According to a report that Backblaze released this morning, traffic from content delivery networks and hosting and Internet services providers have stayed largely within historical norms over the past year. But traffic from hyperscalers and neoclouds fluctuated dramatically, with steep climbs in September and October and another uptick in March.
Another network traffic change related to AI is geography. “Traditionally, it didn’t matter where cloud infrastructure was located,” says Nowak. But with AI workloads, if storage is close to compute, enterprises get lower latency and higher throughput.
Today, Virginia and California have a high concentration of AI compute providers.

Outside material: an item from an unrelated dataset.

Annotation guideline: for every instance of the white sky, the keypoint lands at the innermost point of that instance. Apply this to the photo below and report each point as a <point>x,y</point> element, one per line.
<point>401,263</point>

This, in turn, brings in more storage companies. “In July, we chose to double our footprint in US East to increase the proximity to hyperscalers and neoclouds,” says Nowak.
And that, in turn, leads to even more demand for compute, and even greater concentration. “There’s a snowball effect,” Nowak says.
Why neoclouds for AI?
Enterprises might think that they don’t need to worry about network traffic details if they’re using a hyperscaler for their AI workloads because the data and the processing both stay within the cloud. But there are advantages to using a third-party storage provider combined with neoclouds for the GPUs.
According to a report released by Synergy Research Group in early April, neocloud revenues hit $9 billion in the fourth quarter of 2025, a 223% year-over-year increase. Revenues passed $25 billion for the whole year and are expected to hit $400 billion by 2031.